Em seu romance de estreia, A Nova América, Pedro Sasse, carioca graduado em Letras pela UERJ, Mestre em Letras também pela UERJ e Doutor em Estudos Literários pela UFF, nos transporta para um cenário futuro que nos parecerá estranho e familiar ao mesmo tempo, numa narrativa que mescla a ficção científica, o distópico e o apocalíptico. Embora muitos considerem que os dois últimos são subgêneros do primeiro, nessas páginas poderemos ver as especificidades de cada um. Aqueles que são fãs desses gêneros poderão identificar as influências de H.G. Wells, Ursula Le Guin, Octavia Butler, Ignacio Loyola Brandão, Phillip K Dick e Aldous Huxley, assim como referências a Black Mirror e Mad Max, dentre outros na narrativa. A intertextualidade evidenciada nessas pequenas homenagens não interfere em sua originalidade e atualidade.

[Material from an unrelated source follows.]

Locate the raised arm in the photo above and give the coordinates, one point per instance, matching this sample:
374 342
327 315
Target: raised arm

É interessante refletir que a ficção científica (FC) é um gênero em permanente atualização e diálogo com outros gêneros. Nesse sentido, para a acadêmica Raffaella Baccolini: “a noção de um gênero impuro, um gênero permeável cujas fronteiras permitem a contaminação por outros gêneros, representa a resistência à ideologia hegemônica e renova a natureza resistente da ficção científica”. Ao escrever FC a partir do sul global, na periferia do capitalismo, essa ficção ganha camadas de complexidade e nuances, visto que o contexto em que a obra nasce e onde a trama transcorre é bastante distinto dos países hegemônicos do norte global onde esse gênero floresceu.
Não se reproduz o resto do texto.